Kingstonite, ideally Rh3S4, is a new mineral from the Bir Bir river, Yubdo District, Wallaga Province, Ethiopia. It occurs as subhedral, tabular elongate to anhedral inclusions in a Pt-Fe nugget with the associated minerals isoferroplatinum, tetraferroplatinum, a Cu-bearing Pt-Fe alloy, osmium, enriched oxide remnants of osmium, laurite, bowieite, ferrorhodsite and cuprorhodsite. It is opaque with a metallic lustre, has a black streak, is brittle and has a subconchoidal fracture and a good cleavage parallel to [001]. VHN25 is 871–920 kg/mm2. In plane-polarized reflected light, kingstonite is a pale slightly brownish grey colour. It is weakly pleochroic and displays a weak bireflectance. It does not possess internal reflections. The anisotropy is weak to moderate in dull greys and browns. Reflectance data and colour values are tabulated. Average results of twenty electron microprobe analyses on four grains give Rh 46.5, Ir 16.4, Pt 11.2, S 25.6, total 99.7 wt.%. The empirical formula is (Rh2.27Ir0.43Pt0.29)∑2.99S4.01, based on 7 atoms per formula unit (a.p.f.u.). Kingstonite is monoclinic (C2/m) with a = 10.4616(5), b = 10.7527(5), c = 6.2648(3) Å, β = 109.000(5)°, V = 666.34(1) Å3 (Z = 6). The calculated density is 7.52 g/cm3 (on the basis of the empirical formula and unit-cell parameters refined from powder data). The seven strongest X-ray powder-diffraction lines [d in Å(I) (hkl)] are: 3.156 (100) (310), 3.081 (100) (1̅31), 2.957 (90) (002), 2.234 (60) (202), 1.941 (50) (2̅23), 1.871 (80) (4̅41) and 1.791 (90) (060, 1̅33). The structure of kingstonite was solved and refined to Rp = 3.8%. There are four distinct metal sites with Rh occupancies of 0.64–0.89. Two metal sites are regular RhS6 octahedra that share edges to form a ribbon running parallel to c. The other two metal sites are coordinated by 4 S + 2 Rh and 5 S + 2 Rh and define a puckered Rh6 ring. The ribbons of regular RhS6 octahedra alternate with the columns of Rh6 rings linked by S atoms.
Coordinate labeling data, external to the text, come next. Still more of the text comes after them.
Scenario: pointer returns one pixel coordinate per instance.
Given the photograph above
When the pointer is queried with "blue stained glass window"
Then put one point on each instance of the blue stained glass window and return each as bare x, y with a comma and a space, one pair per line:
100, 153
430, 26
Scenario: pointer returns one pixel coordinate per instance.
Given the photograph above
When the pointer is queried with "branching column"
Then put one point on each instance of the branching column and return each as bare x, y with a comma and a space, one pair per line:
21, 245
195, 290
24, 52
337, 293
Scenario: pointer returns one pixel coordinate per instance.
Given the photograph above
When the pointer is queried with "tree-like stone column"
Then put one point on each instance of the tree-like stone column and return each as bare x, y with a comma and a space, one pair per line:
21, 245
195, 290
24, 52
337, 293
S–S bridges also connect the ribbons and columns. As such, the kingstonite structure is essentially that of synthetic Rh3S4. Minor differences in the unit-cell parameters, atom coordinates and displacement parameters of kingstonite and synthetic Rh3S4 arise from the considerable substitution of Ir for Rh. The mineral name honours Gordon Kingston (formerly of Cardiff University) in recognition of his contributions to platinum group element mineralogy and the geology of their mineral deposits.